Small Initialization Improves LLM Pretraining and Reasoning

Liangkai Hang, Junjie Yao, Zhiyu Li, Feiyu Xiong, Hongkang Yang, Zhi-Qin John Xu· June 17, 2026 View original

Summary

Research demonstrates that the scale of parameter initialization is a crucial factor in large language model training and capacity, with smaller initialization consistently enhancing pretraining and significantly boosting performance on reasoning tasks. This cost-free intervention drives a distinct developmental trajectory, leading to richer representations and improved context-constrained predictions.

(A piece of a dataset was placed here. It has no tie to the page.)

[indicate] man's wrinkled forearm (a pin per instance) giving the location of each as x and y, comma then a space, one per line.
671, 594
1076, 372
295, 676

While advancements in large language models (LLMs) are often attributed to increased scale, data volume, and architectural innovations, new research highlights the critical role of parameter initialization. This study reveals that the initial scale of parameters acts as a fundamental determinant of both the training process and the ultimate capacity of an LLM. Specifically, reducing the initialization scale consistently leads to improvements during pretraining, with the most substantial benefits observed in tasks that demand complex reasoning. The researchers identified two common empirical settings that inadvertently limit the advantages of small initialization and demonstrated that adjusting these settings restores its positive scaling effects. They also pinpointed an optimal initialization point that balances reasoning capabilities with overall training efficiency. Mechanistically, a smaller initialization scale appears to guide a unique developmental path for the model. Parameters initially condense into simpler structures before evolving into more complex and rich representations. This process supports the concept that compression is intrinsically linked to intelligence. Token-level analysis further indicates that the performance gains are concentrated on challenging, context-dependent predictions rather than being uniformly distributed across all tokens. These findings advocate for a straightforward "gamma-initialization" rule: make initialization range an explicit tunable parameter and default to smaller initialization, offering a nearly cost-free method to enhance pretraining and strengthen reasoning across various model sizes.

Why it matters

For AI engineers and researchers, this finding offers a simple yet powerful, almost cost-free method to significantly improve the performance and reasoning capabilities of large language models. Optimizing initialization can lead to more efficient training and more capable models, directly impacting the development of next-generation AI systems.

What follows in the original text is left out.